AI is only okay at architecture. For the big calls — MVVM boundaries, how to share code between the GUI and CLI, how to model per-site PHP overrides — I had to do the thinking. If I asked the AI, it would happily hand me three plausible designs; it would not tell me which one I'd regret in three months. Those calls were mine. And honestly, that's how it should be.

AI is genuinely useful against obscure system APIs, but you have to supervise it. Security.framework, launchctl, sudoers, dnsmasq, code signing — the AI sped me up in every one of those. But I caught real mistakes every time. You have to treat it as an informed collaborator, not an oracle. That shift in mindset is everything.

Writing things down helps the AI help you.
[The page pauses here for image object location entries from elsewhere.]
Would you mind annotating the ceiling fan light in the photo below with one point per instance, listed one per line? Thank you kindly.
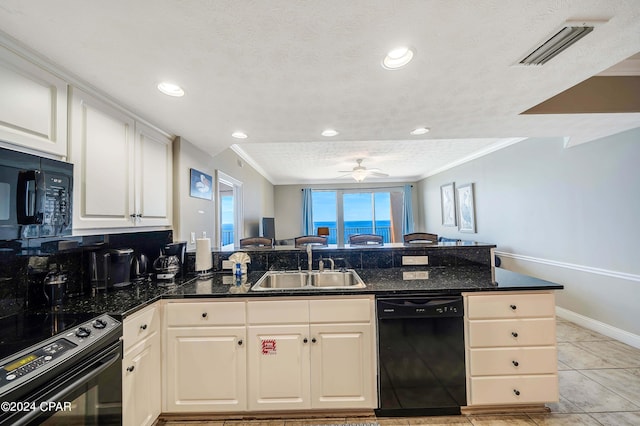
(359, 175)
(171, 89)
(397, 58)
(329, 133)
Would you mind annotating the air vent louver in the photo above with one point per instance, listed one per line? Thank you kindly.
(556, 44)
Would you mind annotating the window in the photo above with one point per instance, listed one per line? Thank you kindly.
(346, 212)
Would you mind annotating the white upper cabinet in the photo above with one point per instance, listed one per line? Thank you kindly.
(123, 170)
(33, 105)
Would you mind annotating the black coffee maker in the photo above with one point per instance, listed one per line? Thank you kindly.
(178, 249)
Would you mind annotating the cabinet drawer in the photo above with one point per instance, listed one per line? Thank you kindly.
(140, 325)
(522, 332)
(340, 310)
(510, 361)
(511, 305)
(514, 389)
(205, 314)
(278, 312)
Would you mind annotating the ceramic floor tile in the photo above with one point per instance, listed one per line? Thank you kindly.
(501, 420)
(590, 396)
(440, 421)
(570, 332)
(624, 382)
(579, 358)
(393, 421)
(563, 406)
(616, 353)
(618, 419)
(564, 419)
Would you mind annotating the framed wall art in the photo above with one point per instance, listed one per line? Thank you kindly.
(466, 208)
(201, 185)
(448, 204)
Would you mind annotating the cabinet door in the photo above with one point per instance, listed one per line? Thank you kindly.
(205, 369)
(278, 367)
(102, 141)
(33, 105)
(154, 171)
(342, 366)
(141, 394)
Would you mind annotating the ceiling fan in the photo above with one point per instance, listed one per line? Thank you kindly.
(360, 172)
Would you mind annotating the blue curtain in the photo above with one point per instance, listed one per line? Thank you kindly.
(307, 212)
(407, 217)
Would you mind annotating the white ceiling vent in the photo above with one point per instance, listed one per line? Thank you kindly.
(560, 41)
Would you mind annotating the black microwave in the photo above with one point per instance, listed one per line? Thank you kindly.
(35, 196)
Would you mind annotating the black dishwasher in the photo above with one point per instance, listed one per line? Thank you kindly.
(421, 356)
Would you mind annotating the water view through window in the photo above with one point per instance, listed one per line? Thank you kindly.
(348, 213)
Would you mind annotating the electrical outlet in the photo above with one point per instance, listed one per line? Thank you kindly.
(415, 260)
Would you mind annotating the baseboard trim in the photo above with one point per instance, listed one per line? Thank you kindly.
(573, 266)
(600, 327)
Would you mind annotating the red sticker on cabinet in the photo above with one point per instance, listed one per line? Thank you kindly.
(269, 347)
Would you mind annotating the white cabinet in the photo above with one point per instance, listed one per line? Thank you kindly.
(205, 368)
(122, 170)
(311, 354)
(141, 368)
(511, 348)
(33, 105)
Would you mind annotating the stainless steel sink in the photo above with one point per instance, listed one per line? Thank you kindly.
(301, 280)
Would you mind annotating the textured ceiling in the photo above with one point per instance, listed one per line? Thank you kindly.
(282, 71)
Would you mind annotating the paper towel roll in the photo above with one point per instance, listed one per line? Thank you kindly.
(203, 254)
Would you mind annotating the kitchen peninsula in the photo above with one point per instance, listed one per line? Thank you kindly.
(215, 346)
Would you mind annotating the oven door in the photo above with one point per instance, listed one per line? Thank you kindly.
(88, 393)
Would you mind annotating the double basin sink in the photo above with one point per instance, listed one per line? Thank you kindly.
(305, 280)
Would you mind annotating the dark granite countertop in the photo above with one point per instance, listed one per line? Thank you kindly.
(380, 282)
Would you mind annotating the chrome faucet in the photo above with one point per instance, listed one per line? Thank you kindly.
(309, 257)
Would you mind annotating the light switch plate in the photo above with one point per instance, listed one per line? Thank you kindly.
(415, 260)
(415, 275)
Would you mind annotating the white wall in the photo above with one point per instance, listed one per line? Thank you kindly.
(288, 204)
(567, 215)
(257, 191)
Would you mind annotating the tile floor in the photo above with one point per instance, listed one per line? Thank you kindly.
(599, 385)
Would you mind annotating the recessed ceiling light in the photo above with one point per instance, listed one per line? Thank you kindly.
(397, 58)
(170, 89)
(420, 131)
(329, 133)
(239, 135)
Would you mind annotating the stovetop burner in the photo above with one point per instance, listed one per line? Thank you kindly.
(21, 331)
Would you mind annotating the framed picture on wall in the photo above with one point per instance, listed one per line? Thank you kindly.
(201, 185)
(466, 208)
(448, 204)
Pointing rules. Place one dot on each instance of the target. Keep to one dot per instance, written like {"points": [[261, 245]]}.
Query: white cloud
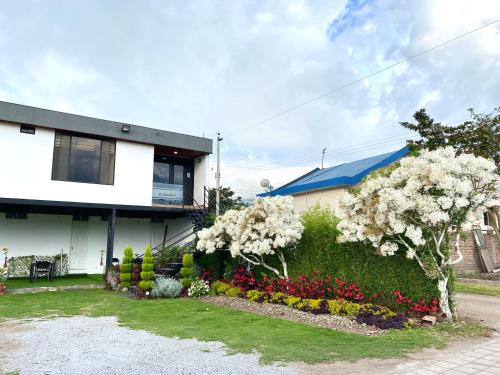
{"points": [[199, 67]]}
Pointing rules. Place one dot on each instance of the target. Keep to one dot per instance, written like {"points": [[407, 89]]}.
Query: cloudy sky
{"points": [[204, 66]]}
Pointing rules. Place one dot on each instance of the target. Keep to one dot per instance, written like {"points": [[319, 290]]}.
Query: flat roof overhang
{"points": [[90, 209], [22, 114]]}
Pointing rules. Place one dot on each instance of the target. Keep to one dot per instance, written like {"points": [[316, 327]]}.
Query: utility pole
{"points": [[323, 157], [217, 177]]}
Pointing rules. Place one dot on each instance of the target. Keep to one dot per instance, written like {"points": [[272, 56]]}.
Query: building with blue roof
{"points": [[327, 186]]}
The CLAUDE.md in the repo, the design system doc, the PHP extensions notes — I didn't write those just for humans. I wrote them for the next AI session. Feeding explicit context back into the loop is the single highest-leverage habit I picked up on this project. If you're not doing it, start.

Swift is a genuinely pleasant language to live in. I knew that in theory. I didn't know it in my fingers until now.

What's Next

Alpage runs on my machine every day. That was the bar I wanted to hit. There's a Sparkle auto-updater wired up, the Valet compatibility layer for anyone who wants to migrate, and a CLI that does everything the GUI does. From here, the work is mostly sharpening — more drivers, better onboarding, better diagnostics when a background service dies.

But the two questions I started with? I think I have my answers. Yes, you can go surprisingly far in pure native Swift on a project this size, without reaching for cross-platform frameworks or web wrappers. And yes, AI is a real collaborator for serious work — not magic, not a replacement for understanding, but honestly the most useful engineering tool I've added to my workflow in years.

Alpage is the evidence. The calm menu bar icon and the .test sites that just work — that's the product. The codebase behind them is, for me, the actual result.